CHAPS is a collaborative African / European HIV prevention study running in South Africa, Uganda and Zimbabwe from 2018 to 2021. The programme focuses on young adults aged 13-24 years old.
The overall aims of the project are to investigate the acceptability and feasibility of implementing daily and on-demand PrEP (pre-exposure prophylaxis) among adolescents in South Africa, Uganda and Zimbabwe and to determine an on-demand PrEP dosing schedule for insertive sex. The study is divided into 3 separate phases; phase 1 is a Social Science study with the aim of identifying barriers to medication adherence, phase 2 is the clinical trial which involves giving men TDF-FTC or TAF-FTC as oral PrEP before Voluntary Male Medical Circumcision and evaluating protection through ex vivo challenge while phase 3 will investigate the efficacy of postexposure administration of the drugs.
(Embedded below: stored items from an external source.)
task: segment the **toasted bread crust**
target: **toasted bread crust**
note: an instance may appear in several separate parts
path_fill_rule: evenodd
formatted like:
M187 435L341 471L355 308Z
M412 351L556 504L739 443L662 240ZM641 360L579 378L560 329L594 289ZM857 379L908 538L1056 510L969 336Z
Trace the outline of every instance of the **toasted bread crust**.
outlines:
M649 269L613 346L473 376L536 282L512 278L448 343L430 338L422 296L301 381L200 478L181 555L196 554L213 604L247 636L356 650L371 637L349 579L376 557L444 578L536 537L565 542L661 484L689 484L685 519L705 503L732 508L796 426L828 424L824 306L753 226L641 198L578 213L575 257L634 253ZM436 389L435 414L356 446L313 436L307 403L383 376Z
The clinical trial study investigates the best on-demand PrEP dosing schedule for insertive sex for both TDF-FTC and TAF-FTC. This randomised controlled trial gives men a maximum of two days TDF-FTC or TAF-FTC PrEP before Voluntary Male Medical Circumcision and evaluates protection against HIV through ex-vivo challenge. Ex-vivo challenge involves exposing the resected foreskin to HIV in the laboratory and measuring whether the tissue becomes infected.
The social science study requires randomised participants to complete a socio-behavioural survey and a willingness-to-participate survey. During the final study visit, an exit survey to gain insights on the clinical trial implementation and future use/perceptions of PrEP will be completed to gain qualitative feedback of the clinical trial implementation.
The collaboration of social science, clinical trial and basic research is a novel study design in the HIV field. The project will provide qualitative and quantitative data on attitudes to HIV prevention including adherence and attitudes to PrEP. It will also determine the optimum dosing regimen of TFD-FTC and TAF-FTC when given as on-demand PrEP and PEP (post-exposure prophylaxis).